Scientific classification
- Kingdom: Plantae
- Clade: Tracheophytes
- Clade: Angiosperms
- Clade: Eudicots
- Clade: Asterids
- Order: Gentianales
- Family: Apocynaceae
- Genus: Asclepias
- Species: A. prostrata
- Binomial name: Asclepias prostrata W.H.Blackw.

= Asclepias prostrata =

- Genus: Asclepias
- Species: prostrata
- Authority: W.H.Blackw.
- Conservation status: G1

Species of plant

Asclepias prostrata, commonly known as prostrate milkweed, is a species of perennial plant in the genus Asclepias. It has triangular to elliptical foliage with wavy margins, stems up to 16 inches long, and grows low to the ground (hence the name, which refers to a prostrate growth habit) in sandy soils. Flowering may be dependent on rainfall to bring the plant out of dormancy, but is most typical from April to October. Like other milkweeds, A. prostrata flowers are a food source for pollinator insects such as bees, wasps, and the Monarch butterfly.

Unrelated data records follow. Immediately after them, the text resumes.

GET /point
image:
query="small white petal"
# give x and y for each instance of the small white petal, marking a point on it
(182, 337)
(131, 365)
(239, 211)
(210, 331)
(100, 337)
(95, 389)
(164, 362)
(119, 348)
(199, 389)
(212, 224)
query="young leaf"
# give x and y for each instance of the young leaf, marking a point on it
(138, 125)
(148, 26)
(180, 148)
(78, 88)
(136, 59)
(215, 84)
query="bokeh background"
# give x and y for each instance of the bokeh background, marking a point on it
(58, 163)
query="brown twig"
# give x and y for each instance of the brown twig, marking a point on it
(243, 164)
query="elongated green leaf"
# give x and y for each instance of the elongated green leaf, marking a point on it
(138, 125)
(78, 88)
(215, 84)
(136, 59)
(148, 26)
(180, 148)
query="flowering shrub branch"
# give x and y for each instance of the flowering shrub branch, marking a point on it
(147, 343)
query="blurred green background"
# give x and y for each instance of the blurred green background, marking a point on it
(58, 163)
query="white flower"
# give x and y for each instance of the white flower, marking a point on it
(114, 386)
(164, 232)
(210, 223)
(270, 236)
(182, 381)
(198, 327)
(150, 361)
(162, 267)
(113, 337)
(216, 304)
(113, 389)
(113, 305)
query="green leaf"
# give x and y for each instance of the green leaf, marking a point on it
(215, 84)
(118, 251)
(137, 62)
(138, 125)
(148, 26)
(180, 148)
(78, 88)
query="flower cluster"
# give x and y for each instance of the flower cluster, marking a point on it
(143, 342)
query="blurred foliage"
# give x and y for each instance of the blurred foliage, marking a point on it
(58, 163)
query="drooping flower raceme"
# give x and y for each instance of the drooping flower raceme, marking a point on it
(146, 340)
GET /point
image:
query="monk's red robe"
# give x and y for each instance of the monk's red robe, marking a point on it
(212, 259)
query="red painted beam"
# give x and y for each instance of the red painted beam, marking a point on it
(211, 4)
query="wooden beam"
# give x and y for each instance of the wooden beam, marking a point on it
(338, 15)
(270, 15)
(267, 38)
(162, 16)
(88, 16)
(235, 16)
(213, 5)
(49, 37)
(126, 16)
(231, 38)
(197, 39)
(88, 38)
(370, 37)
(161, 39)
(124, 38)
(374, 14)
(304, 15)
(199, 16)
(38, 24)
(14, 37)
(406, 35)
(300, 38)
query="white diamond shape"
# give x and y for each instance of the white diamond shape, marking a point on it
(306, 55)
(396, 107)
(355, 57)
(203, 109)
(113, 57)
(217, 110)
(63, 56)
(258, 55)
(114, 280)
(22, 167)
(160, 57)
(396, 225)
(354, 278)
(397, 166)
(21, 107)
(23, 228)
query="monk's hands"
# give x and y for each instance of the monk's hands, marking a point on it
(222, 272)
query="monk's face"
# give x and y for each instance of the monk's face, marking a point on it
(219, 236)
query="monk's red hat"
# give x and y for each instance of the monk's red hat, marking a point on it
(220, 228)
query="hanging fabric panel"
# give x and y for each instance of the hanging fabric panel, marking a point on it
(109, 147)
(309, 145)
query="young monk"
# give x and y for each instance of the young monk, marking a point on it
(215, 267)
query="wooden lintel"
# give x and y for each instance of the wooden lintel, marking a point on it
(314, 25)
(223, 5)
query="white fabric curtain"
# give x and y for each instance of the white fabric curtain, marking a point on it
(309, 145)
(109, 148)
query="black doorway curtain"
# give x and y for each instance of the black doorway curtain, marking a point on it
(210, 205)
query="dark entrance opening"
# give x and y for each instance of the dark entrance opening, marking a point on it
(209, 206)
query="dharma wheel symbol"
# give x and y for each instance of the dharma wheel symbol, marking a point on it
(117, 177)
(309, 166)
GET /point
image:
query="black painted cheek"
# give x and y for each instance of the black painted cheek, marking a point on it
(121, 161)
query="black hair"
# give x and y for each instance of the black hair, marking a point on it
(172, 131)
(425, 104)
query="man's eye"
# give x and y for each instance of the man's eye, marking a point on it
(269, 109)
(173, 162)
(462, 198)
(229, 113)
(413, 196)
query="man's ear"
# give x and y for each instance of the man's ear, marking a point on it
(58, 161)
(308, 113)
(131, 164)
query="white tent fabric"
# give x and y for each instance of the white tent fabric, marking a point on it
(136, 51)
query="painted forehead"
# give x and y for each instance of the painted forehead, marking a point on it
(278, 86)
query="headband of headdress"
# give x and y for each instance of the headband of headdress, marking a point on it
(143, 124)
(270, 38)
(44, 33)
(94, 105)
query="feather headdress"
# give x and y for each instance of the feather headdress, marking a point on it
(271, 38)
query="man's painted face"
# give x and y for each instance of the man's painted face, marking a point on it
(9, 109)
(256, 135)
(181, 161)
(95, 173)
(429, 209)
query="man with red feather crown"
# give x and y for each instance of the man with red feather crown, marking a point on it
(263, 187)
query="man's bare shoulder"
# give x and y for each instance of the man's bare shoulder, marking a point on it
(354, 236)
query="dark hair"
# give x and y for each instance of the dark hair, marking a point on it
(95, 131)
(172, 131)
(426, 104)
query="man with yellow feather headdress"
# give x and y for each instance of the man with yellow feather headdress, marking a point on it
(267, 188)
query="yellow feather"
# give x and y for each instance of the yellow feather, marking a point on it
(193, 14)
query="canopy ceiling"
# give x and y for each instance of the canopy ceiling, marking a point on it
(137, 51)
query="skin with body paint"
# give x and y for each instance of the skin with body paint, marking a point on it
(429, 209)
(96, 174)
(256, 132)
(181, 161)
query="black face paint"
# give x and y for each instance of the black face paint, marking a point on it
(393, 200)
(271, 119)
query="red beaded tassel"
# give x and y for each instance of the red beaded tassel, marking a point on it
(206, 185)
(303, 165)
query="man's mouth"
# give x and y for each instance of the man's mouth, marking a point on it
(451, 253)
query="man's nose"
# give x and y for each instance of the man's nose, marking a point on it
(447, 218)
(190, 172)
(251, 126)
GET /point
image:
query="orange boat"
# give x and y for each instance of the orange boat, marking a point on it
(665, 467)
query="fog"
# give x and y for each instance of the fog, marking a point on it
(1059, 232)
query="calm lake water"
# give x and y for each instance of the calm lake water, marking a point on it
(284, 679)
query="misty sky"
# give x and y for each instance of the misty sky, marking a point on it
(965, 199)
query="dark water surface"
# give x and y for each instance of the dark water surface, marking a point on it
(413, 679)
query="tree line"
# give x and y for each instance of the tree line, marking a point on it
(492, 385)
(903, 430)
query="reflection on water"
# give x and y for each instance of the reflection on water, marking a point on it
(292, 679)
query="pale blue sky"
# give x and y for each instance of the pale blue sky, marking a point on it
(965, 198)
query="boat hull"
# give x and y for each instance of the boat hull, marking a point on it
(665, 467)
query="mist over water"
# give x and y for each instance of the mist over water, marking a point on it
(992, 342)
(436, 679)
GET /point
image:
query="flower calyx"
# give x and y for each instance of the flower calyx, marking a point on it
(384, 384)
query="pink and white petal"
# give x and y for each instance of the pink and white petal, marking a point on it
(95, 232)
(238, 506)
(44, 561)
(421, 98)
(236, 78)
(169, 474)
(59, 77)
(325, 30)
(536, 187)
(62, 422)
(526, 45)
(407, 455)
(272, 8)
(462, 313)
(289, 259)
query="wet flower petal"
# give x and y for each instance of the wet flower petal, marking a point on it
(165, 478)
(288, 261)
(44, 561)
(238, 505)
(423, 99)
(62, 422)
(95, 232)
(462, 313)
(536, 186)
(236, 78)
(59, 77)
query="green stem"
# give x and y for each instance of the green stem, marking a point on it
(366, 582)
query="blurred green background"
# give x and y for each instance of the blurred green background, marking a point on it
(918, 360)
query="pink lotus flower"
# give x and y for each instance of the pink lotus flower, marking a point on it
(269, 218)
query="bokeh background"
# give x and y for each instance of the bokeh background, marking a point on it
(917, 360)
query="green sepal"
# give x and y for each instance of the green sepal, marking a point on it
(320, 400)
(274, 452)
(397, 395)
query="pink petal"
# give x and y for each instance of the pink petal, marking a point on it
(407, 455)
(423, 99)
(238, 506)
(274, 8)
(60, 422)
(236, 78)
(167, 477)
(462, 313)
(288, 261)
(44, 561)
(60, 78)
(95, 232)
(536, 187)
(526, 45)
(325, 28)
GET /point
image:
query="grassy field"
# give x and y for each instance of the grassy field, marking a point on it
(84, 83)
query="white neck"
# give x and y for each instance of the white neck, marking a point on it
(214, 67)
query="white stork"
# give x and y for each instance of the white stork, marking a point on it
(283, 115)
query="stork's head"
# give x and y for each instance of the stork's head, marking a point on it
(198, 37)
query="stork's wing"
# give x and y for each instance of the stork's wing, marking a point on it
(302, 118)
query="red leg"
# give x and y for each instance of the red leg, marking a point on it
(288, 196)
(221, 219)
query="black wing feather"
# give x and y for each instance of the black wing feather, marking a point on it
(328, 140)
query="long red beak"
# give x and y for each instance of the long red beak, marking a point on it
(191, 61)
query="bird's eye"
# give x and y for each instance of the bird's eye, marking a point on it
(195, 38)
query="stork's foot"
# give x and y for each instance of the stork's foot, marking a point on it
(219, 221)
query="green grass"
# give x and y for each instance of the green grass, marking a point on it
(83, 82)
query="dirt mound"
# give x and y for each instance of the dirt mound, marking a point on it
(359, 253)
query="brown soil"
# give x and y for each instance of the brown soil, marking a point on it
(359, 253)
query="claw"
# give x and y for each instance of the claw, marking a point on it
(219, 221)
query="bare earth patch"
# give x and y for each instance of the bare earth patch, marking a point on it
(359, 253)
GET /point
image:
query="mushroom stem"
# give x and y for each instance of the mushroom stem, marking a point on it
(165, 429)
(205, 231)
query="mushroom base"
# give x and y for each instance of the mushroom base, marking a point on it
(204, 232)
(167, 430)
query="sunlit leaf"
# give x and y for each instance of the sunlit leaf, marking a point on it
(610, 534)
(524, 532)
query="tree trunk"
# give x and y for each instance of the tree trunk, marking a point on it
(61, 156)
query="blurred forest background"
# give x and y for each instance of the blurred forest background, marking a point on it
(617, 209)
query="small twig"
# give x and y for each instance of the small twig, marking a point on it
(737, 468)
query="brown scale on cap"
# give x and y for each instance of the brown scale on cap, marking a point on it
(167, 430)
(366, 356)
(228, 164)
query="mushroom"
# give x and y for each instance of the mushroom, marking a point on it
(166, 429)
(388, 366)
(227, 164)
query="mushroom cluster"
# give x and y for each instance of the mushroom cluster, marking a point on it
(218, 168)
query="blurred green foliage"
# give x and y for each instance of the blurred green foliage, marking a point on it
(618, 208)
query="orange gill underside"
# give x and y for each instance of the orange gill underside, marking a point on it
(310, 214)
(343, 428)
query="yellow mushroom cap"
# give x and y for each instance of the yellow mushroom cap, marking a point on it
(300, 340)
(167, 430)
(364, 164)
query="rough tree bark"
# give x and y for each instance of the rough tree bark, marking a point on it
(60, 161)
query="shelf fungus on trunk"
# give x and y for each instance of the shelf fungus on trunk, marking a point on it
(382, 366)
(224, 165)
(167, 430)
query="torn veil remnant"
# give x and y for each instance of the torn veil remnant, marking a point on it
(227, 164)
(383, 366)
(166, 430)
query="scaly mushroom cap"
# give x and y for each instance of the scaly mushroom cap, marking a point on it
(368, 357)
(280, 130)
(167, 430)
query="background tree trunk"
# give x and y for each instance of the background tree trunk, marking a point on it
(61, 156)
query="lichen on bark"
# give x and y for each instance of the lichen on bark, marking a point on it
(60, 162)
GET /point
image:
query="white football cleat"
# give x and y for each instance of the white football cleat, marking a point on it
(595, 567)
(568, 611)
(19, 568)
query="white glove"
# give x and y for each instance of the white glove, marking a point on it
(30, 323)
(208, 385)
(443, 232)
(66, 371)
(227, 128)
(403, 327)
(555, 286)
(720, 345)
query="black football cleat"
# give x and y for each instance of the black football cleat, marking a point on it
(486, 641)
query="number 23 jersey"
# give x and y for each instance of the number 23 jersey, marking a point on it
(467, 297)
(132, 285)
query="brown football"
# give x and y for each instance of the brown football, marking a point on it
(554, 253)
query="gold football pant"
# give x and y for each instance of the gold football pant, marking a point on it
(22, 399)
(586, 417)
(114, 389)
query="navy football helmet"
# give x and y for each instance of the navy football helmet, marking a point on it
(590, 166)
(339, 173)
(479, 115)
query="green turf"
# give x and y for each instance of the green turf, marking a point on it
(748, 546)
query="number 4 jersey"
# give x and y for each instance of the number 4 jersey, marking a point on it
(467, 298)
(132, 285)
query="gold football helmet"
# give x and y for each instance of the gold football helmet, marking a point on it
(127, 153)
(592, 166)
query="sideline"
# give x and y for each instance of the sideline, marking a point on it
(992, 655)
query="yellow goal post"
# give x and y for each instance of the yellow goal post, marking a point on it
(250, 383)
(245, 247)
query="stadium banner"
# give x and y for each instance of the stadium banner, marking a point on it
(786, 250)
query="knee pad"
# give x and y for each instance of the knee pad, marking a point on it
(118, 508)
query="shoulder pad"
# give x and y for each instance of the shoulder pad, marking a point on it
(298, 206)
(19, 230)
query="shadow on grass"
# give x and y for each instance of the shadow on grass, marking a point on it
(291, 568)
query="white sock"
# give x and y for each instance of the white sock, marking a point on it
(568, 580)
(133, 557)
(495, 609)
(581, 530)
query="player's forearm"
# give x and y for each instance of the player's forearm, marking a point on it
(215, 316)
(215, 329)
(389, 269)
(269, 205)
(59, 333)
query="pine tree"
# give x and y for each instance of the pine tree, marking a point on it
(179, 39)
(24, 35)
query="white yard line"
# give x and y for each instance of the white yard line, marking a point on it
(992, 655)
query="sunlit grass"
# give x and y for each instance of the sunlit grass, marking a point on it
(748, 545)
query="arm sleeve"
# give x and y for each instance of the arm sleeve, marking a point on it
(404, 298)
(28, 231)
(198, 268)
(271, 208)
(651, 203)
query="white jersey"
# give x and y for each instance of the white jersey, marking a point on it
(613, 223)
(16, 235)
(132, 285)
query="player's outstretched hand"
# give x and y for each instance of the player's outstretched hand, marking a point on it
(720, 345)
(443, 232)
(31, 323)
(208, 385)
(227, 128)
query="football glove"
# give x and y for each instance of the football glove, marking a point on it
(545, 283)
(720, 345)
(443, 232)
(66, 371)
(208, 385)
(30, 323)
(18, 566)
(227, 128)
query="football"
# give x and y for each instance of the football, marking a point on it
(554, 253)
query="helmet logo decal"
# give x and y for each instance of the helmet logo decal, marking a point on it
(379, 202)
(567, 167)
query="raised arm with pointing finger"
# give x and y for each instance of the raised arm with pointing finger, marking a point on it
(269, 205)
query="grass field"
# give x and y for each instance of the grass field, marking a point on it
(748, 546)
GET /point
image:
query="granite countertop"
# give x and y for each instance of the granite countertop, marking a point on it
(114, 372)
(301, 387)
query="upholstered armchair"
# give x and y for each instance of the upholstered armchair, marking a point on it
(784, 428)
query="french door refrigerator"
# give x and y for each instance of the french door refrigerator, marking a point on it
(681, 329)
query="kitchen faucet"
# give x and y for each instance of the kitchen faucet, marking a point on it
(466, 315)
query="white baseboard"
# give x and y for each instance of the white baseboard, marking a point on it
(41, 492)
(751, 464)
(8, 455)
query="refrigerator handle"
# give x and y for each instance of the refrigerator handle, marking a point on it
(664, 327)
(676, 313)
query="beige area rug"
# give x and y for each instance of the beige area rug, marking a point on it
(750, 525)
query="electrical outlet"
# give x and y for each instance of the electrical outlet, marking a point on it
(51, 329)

Native to Starr, Hidalgo, and Zapata counties of South Texas and the Mexican state of Tamaulipas, it is one of the rarest species of milkweed. In 2022, the US Fish & Wildlife Service proposed adding prostrate milkweed to the endangered species list and defining just under 700 acres of critical habitats that should be protected in order to preserve it. It is most threatened by habitat loss due to human development and invasive species such as buffelgrass.